It is currently: May 16, '24, 11:53 am |
Moderator: Everlong
Viazon wrote:I have never understood extreme patriotism. And what is a flag really? It's just a peace of cloth with some colours on it. No one should be made to salute anything if they don't want to. It doesn't mean these athletes hate their country. Trump is a nutcase.
PorkChop wrote:Viazon wrote:I have never understood extreme patriotism. And what is a flag really? It's just a peace of cloth with some colours on it. No one should be made to salute anything if they don't want to. It doesn't mean these athletes hate their country. Trump is a nutcase.
I've never understood patriotism at all, extreme or not. Coming from a certain country shouldn't be a matter of pride as you haven't achieved anything by being shat out of your mum's vagina in a certain place, whether this be in England or Ethiopia. I'm immensely grateful to come from a country which provides me with a good standard of living, but seeing "United Kingdom" on my birth certificate doesn't fill me with any pride.
When it comes to flags and national anthems though, I appreciate that they're (allegedly) symbolic of a country's identity and values but at the end of the day, it's just a flag and a song.

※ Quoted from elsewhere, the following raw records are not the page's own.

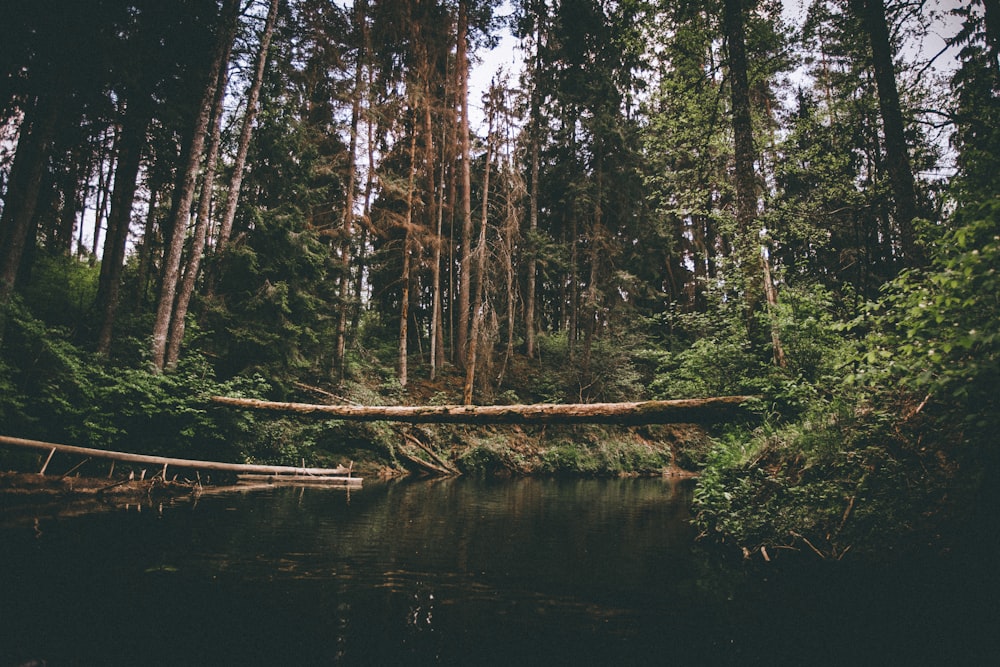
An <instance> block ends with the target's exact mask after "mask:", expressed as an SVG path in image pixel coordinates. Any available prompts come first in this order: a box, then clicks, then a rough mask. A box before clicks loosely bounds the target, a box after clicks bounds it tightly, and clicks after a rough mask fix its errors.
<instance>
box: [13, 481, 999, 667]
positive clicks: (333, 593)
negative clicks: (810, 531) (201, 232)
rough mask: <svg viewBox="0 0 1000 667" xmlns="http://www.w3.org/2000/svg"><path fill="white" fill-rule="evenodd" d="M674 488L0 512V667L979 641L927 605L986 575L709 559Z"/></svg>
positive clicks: (194, 663) (802, 647) (481, 660)
mask: <svg viewBox="0 0 1000 667" xmlns="http://www.w3.org/2000/svg"><path fill="white" fill-rule="evenodd" d="M690 494H691V484H690V483H689V482H681V481H675V480H660V479H656V480H641V479H640V480H603V481H596V480H546V479H529V480H515V481H479V480H472V479H464V478H459V479H450V480H440V481H436V482H418V483H409V482H405V483H386V484H378V483H372V484H368V485H367V486H366V487H365V488H364V489H362V490H360V491H358V490H355V491H354V492H353V493H351V495H347V493H345V491H344V490H342V489H337V490H334V489H318V488H303V489H296V488H275V489H270V490H265V491H256V492H253V493H236V494H227V495H219V496H207V497H203V498H201V499H199V500H198V501H197V503H195V502H181V503H175V504H170V503H167V504H164V505H162V506H160V505H156V506H153V507H151V506H144V507H142V510H141V512H140V511H138V508H136V507H134V506H131V507H128V508H117V509H108V510H106V511H103V512H98V513H84V514H76V515H74V516H68V517H67V516H55V515H39V516H38V517H36V520H34V521H32V522H23V521H6V520H2V519H0V545H2V546H3V548H2V549H0V591H2V592H3V594H2V598H0V599H2V603H0V667H5V666H6V665H13V664H19V661H20V662H23V661H25V660H27V659H32V658H35V659H44V660H46V661H47V663H48V664H50V665H54V664H84V665H88V664H102V665H105V664H123V665H124V664H220V665H230V664H333V663H343V664H403V663H406V664H434V663H437V664H512V663H518V662H520V663H525V664H570V663H572V664H610V663H616V664H665V663H667V662H678V663H680V664H746V663H747V662H750V663H754V662H762V661H772V662H774V663H776V664H802V658H803V656H808V660H807V662H809V663H810V664H829V663H828V662H827V659H829V660H830V662H833V661H834V660H836V661H844V660H847V661H848V662H850V663H855V664H857V663H859V662H860V663H871V662H880V661H881V662H884V658H886V657H887V656H891V657H894V658H898V657H900V656H908V657H910V658H915V660H911V662H912V664H922V663H921V660H920V659H921V658H925V657H928V656H938V655H941V653H942V652H941V651H935V650H934V647H933V646H928V645H929V644H930V643H931V638H936V637H942V636H950V637H951V638H952V639H954V638H956V637H959V638H962V639H964V640H965V644H964V646H961V647H960V648H959V649H955V648H954V647H953V646H951V645H949V646H951V649H950V651H949V653H948V654H947V656H948V657H949V658H951V659H950V660H949V664H953V663H954V658H955V657H956V656H962V655H974V654H975V651H979V652H985V651H986V650H987V649H988V648H991V647H990V646H988V645H987V643H986V642H987V640H986V639H984V638H986V637H992V634H993V633H992V626H991V625H990V626H986V625H985V623H986V622H987V621H991V622H992V621H995V620H996V618H997V615H996V614H995V613H994V614H993V615H989V614H980V615H979V616H978V618H977V617H971V618H970V616H971V615H970V614H962V613H960V612H959V613H953V614H951V615H950V617H948V618H947V619H946V618H944V616H945V615H944V614H942V613H940V612H938V611H935V610H937V609H941V608H946V609H949V610H954V609H955V608H956V606H959V603H964V602H966V601H970V602H976V601H977V600H979V598H982V599H983V600H988V599H989V598H987V597H986V591H987V590H990V588H989V586H988V585H987V584H990V583H993V582H982V581H981V582H979V583H980V591H977V592H976V593H975V596H976V599H973V600H969V598H968V596H967V595H966V596H965V597H956V596H954V594H953V595H952V597H948V595H947V591H948V590H951V591H954V590H957V589H958V588H957V584H958V583H959V582H958V581H952V582H951V585H950V586H948V587H938V586H930V587H928V586H927V578H926V577H925V578H924V579H923V583H922V584H921V583H919V582H920V581H921V580H920V579H916V581H917V582H918V583H917V584H916V585H915V586H914V587H908V586H907V585H906V584H908V583H909V582H908V580H907V579H906V578H905V577H901V576H897V578H896V579H894V580H887V579H886V578H885V577H884V576H883V575H884V573H882V572H873V571H870V570H864V571H855V572H850V571H847V570H844V569H842V568H838V569H833V570H831V569H826V568H821V569H818V570H810V571H808V572H806V571H804V570H795V571H782V570H781V569H780V568H775V567H772V568H770V569H768V570H766V571H764V572H763V573H759V572H756V571H754V570H753V569H748V568H747V567H746V566H745V565H744V564H743V563H735V564H728V563H725V562H723V561H720V560H719V559H718V558H715V557H709V556H708V555H706V554H704V553H701V552H700V550H699V548H698V547H697V545H696V544H695V542H694V533H693V530H692V528H691V526H690V524H689V522H688V518H689V509H688V508H689V504H690ZM22 509H23V508H22ZM4 514H6V513H4ZM0 516H3V515H0ZM817 573H818V574H819V575H820V576H817ZM938 574H940V573H938ZM994 579H995V577H994ZM935 596H936V597H935ZM873 604H874V605H875V606H874V607H873V608H874V609H875V610H876V612H869V611H867V608H868V607H872V605H873ZM923 604H928V605H930V606H928V607H921V605H923ZM934 605H936V606H934ZM942 605H944V607H942ZM994 605H995V603H994ZM866 606H867V607H866ZM915 610H917V611H923V610H929V611H926V613H922V614H918V613H916V612H915ZM994 611H995V609H994ZM894 616H895V618H898V619H900V623H899V624H892V623H889V621H888V620H887V619H890V618H893V617H894ZM956 621H957V623H956ZM904 622H905V623H904ZM906 624H908V626H909V629H907V625H906ZM985 627H989V628H990V631H989V633H986V632H982V633H977V632H976V629H977V628H985ZM901 628H902V629H901ZM871 658H879V659H880V660H872V659H871ZM893 662H895V660H893ZM959 662H961V660H960V661H959Z"/></svg>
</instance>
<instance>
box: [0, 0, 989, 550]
mask: <svg viewBox="0 0 1000 667" xmlns="http://www.w3.org/2000/svg"><path fill="white" fill-rule="evenodd" d="M0 15H2V16H3V18H4V23H3V28H2V30H3V33H4V37H3V39H2V40H0V206H2V209H0V210H2V212H0V424H2V429H0V431H2V433H3V434H4V435H11V436H16V437H23V438H37V439H40V440H47V441H52V442H63V443H69V444H75V445H81V446H88V447H97V448H103V449H113V450H122V451H130V452H137V453H147V454H159V455H165V456H180V457H185V458H203V459H212V460H229V461H237V462H272V463H292V464H297V463H298V462H299V461H308V462H311V463H314V464H316V465H322V464H325V463H331V462H333V463H340V462H346V461H348V460H351V461H357V462H358V466H359V468H360V469H366V467H367V470H369V471H371V472H372V473H379V474H395V473H396V472H398V471H402V470H406V469H412V468H413V466H414V465H416V466H417V467H418V468H419V469H421V470H422V471H423V472H428V471H434V470H435V469H437V471H438V472H448V473H454V472H462V473H466V474H486V475H496V474H502V475H518V474H551V475H556V474H560V475H562V474H576V475H640V474H662V471H663V470H665V469H667V468H670V469H671V470H684V471H694V472H697V473H698V482H697V490H696V492H695V507H694V511H695V517H696V518H695V521H696V522H697V524H698V526H699V528H701V530H702V533H703V538H704V539H705V540H706V541H709V542H719V543H723V544H725V545H728V546H729V547H730V548H733V549H736V550H737V551H738V552H742V553H743V554H744V555H746V556H748V557H755V558H757V557H763V558H764V559H769V558H771V557H773V556H774V555H775V554H776V553H778V552H779V551H781V550H789V551H791V550H796V551H799V552H803V553H810V554H815V555H818V556H822V557H824V558H841V557H843V556H844V555H845V554H847V553H848V552H852V553H880V552H885V551H886V550H887V549H888V548H906V547H914V548H925V547H926V546H927V545H933V546H934V547H935V548H948V547H949V546H951V545H953V544H955V543H956V542H957V541H962V540H967V539H975V540H978V541H982V542H983V543H986V544H988V545H989V546H991V547H992V548H996V547H997V546H998V545H997V542H998V536H1000V530H998V529H997V528H998V524H997V517H998V516H1000V512H998V510H1000V497H998V495H1000V494H998V493H997V491H995V490H993V489H997V488H1000V487H998V486H997V484H996V476H997V474H998V472H1000V458H998V450H997V444H998V443H997V436H996V434H997V433H998V432H1000V416H998V415H1000V400H998V389H1000V273H998V269H1000V2H998V0H968V1H966V2H949V1H944V0H942V1H940V2H936V1H935V0H803V1H802V2H790V1H787V2H781V1H779V0H669V1H665V0H506V1H505V2H500V1H499V0H355V1H354V2H346V1H341V2H338V1H334V0H93V1H91V2H86V3H83V2H72V3H67V2H60V1H59V0H38V1H36V2H31V3H24V2H4V3H2V11H0ZM508 48H509V50H510V56H509V57H502V58H501V60H504V63H503V66H501V67H498V68H497V69H496V70H495V71H489V66H488V64H487V63H488V62H491V61H490V60H489V58H490V54H491V53H494V52H495V51H496V50H498V49H500V50H502V49H508ZM731 395H752V396H754V397H755V399H754V401H753V405H752V406H751V407H752V413H753V414H752V415H751V416H750V417H749V418H745V419H741V420H732V421H730V422H728V423H719V424H714V425H711V426H709V427H708V428H706V429H703V428H696V427H693V426H685V425H671V424H668V425H658V426H657V425H649V426H642V425H639V426H628V427H624V426H623V427H616V426H608V425H602V426H594V425H589V426H579V425H577V426H572V425H563V426H560V425H552V426H541V427H539V426H503V427H500V426H494V427H488V428H487V427H481V426H478V427H473V426H462V425H433V426H432V425H427V426H416V427H406V428H402V427H399V426H394V425H391V424H386V423H380V422H373V423H363V424H359V423H349V422H344V421H342V420H316V419H313V420H309V419H298V418H295V417H294V416H291V415H289V416H281V415H278V416H275V415H262V414H257V413H251V412H247V411H240V410H234V409H231V408H229V407H226V406H220V405H215V404H213V403H211V401H210V398H211V397H212V396H230V397H245V398H258V399H267V400H280V401H309V402H314V403H317V402H328V403H346V404H358V405H443V404H476V405H507V404H532V403H593V402H623V401H641V400H649V399H684V398H701V397H714V396H731ZM32 456H34V455H32ZM31 460H32V461H33V460H34V459H31ZM421 462H422V463H421ZM23 464H24V455H22V454H19V453H15V452H11V451H3V450H0V465H2V466H3V467H16V466H19V465H23ZM421 466H423V467H422V468H421ZM973 536H974V537H973Z"/></svg>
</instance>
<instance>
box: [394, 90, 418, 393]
mask: <svg viewBox="0 0 1000 667" xmlns="http://www.w3.org/2000/svg"><path fill="white" fill-rule="evenodd" d="M412 111H413V112H414V113H413V115H414V122H413V124H412V127H411V128H410V129H411V132H410V175H409V178H408V179H407V183H406V217H405V219H404V222H403V268H402V270H401V271H400V283H401V285H402V294H401V296H400V305H399V374H398V377H399V384H400V386H402V387H405V386H406V384H407V382H408V381H409V379H408V373H407V341H408V340H409V320H410V243H411V233H410V228H411V227H412V226H413V190H414V186H415V180H416V176H417V132H416V125H417V124H416V109H412Z"/></svg>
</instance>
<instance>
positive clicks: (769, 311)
mask: <svg viewBox="0 0 1000 667" xmlns="http://www.w3.org/2000/svg"><path fill="white" fill-rule="evenodd" d="M723 14H724V17H723V23H724V25H725V32H726V41H727V44H728V46H729V88H730V94H731V100H732V113H733V144H734V157H735V171H736V178H735V181H736V223H737V228H738V232H737V233H738V234H739V235H740V238H739V239H737V241H736V244H735V245H736V248H737V254H738V256H739V260H740V264H742V265H743V267H744V270H745V271H746V291H747V318H748V322H749V320H750V318H752V316H753V311H754V310H755V309H756V304H757V297H755V296H754V292H756V290H755V289H754V288H753V283H754V280H752V275H753V274H754V273H755V269H754V268H753V267H755V266H759V267H760V270H761V274H760V275H761V280H762V282H763V286H764V294H765V299H766V301H767V305H768V312H769V313H771V315H772V320H771V327H770V328H771V345H772V348H773V355H774V361H775V364H777V365H778V366H782V367H783V366H785V352H784V347H783V346H782V344H781V336H780V334H779V331H778V327H777V323H776V322H775V321H774V320H773V312H772V309H773V307H774V306H775V305H776V304H777V290H776V289H775V287H774V283H773V281H772V279H771V270H770V264H769V262H768V259H767V256H766V255H765V254H764V253H763V252H762V251H761V247H760V242H759V230H758V228H757V224H756V221H757V181H756V175H755V172H754V162H755V161H756V151H755V149H754V145H753V121H752V117H751V114H750V83H749V77H748V73H747V71H748V70H747V56H746V44H745V24H744V17H743V5H742V1H741V0H725V2H724V3H723Z"/></svg>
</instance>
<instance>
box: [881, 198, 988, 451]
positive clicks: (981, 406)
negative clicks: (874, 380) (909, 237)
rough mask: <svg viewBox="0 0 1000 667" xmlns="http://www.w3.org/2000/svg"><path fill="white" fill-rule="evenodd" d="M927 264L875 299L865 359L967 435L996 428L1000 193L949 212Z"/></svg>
mask: <svg viewBox="0 0 1000 667" xmlns="http://www.w3.org/2000/svg"><path fill="white" fill-rule="evenodd" d="M956 223H957V225H956V227H955V228H954V229H952V230H950V231H948V232H946V233H945V234H944V236H943V237H942V239H941V242H940V244H939V246H938V253H937V255H936V257H935V259H934V262H933V264H932V265H931V267H930V268H929V269H928V270H926V271H908V272H904V273H903V274H901V275H900V276H899V278H897V279H896V280H894V281H893V282H892V283H890V284H889V285H888V286H887V287H886V290H885V296H884V299H883V300H882V302H881V303H880V304H878V306H877V311H876V312H877V320H876V324H877V326H878V328H877V329H876V332H875V333H874V334H873V336H872V337H871V339H870V343H869V347H868V349H867V351H866V352H865V357H864V361H865V362H867V364H868V366H869V367H870V368H869V378H870V380H869V382H871V381H872V379H876V380H882V378H885V380H888V381H898V382H899V383H900V385H901V386H902V387H904V388H905V389H907V390H909V391H912V392H915V393H919V394H921V395H922V394H928V395H930V396H931V398H932V399H933V401H934V402H936V403H940V404H943V405H944V406H946V407H947V409H948V410H949V411H951V413H952V414H953V416H954V418H955V421H956V422H957V423H960V424H962V425H963V426H964V427H965V428H966V429H968V433H967V435H968V436H979V437H983V436H992V435H994V434H995V433H996V429H997V428H998V427H1000V417H998V415H1000V398H998V395H997V378H1000V199H993V200H990V201H987V202H984V203H983V204H981V205H978V206H973V207H969V208H967V209H965V210H963V211H961V212H959V214H958V215H957V216H956Z"/></svg>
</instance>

There's a lot of man-children on the internet campaigning for a lot of these players to be fired for not standing up for a song, but I'd wager that a vast majority of these same men-children didn't campaign for firings and suspensions in light of some of the high-profile sexual assault and domestic violence cases which the NFL has had to deal with in recent years. I wonder why this is.
The Legend wrote:I disagree with not understanding/liking patriotism. I believe in pride in where you are from and I particularly believe strongly in wanting to help your country and its people above others. Mostly the world is too big a place for any group of people or any country to fix everything, but if you simply focus on helping those in your country you can make a bigger difference. I actually think we'd be better off if the world became a little bigger again, if everyone just turned to their own back yard and governments and economies just focused on functioning inside its own borders everyone would be better off. America has proven time and again that it doesn't understand everything going on in other places and "trying to help" usually just results in making a bigger mess than where it started.
Everlong wrote:I disagree with the "America First" attitude, however, as I think we have become far too globally interconnected to ever again think of our interests and our interests only.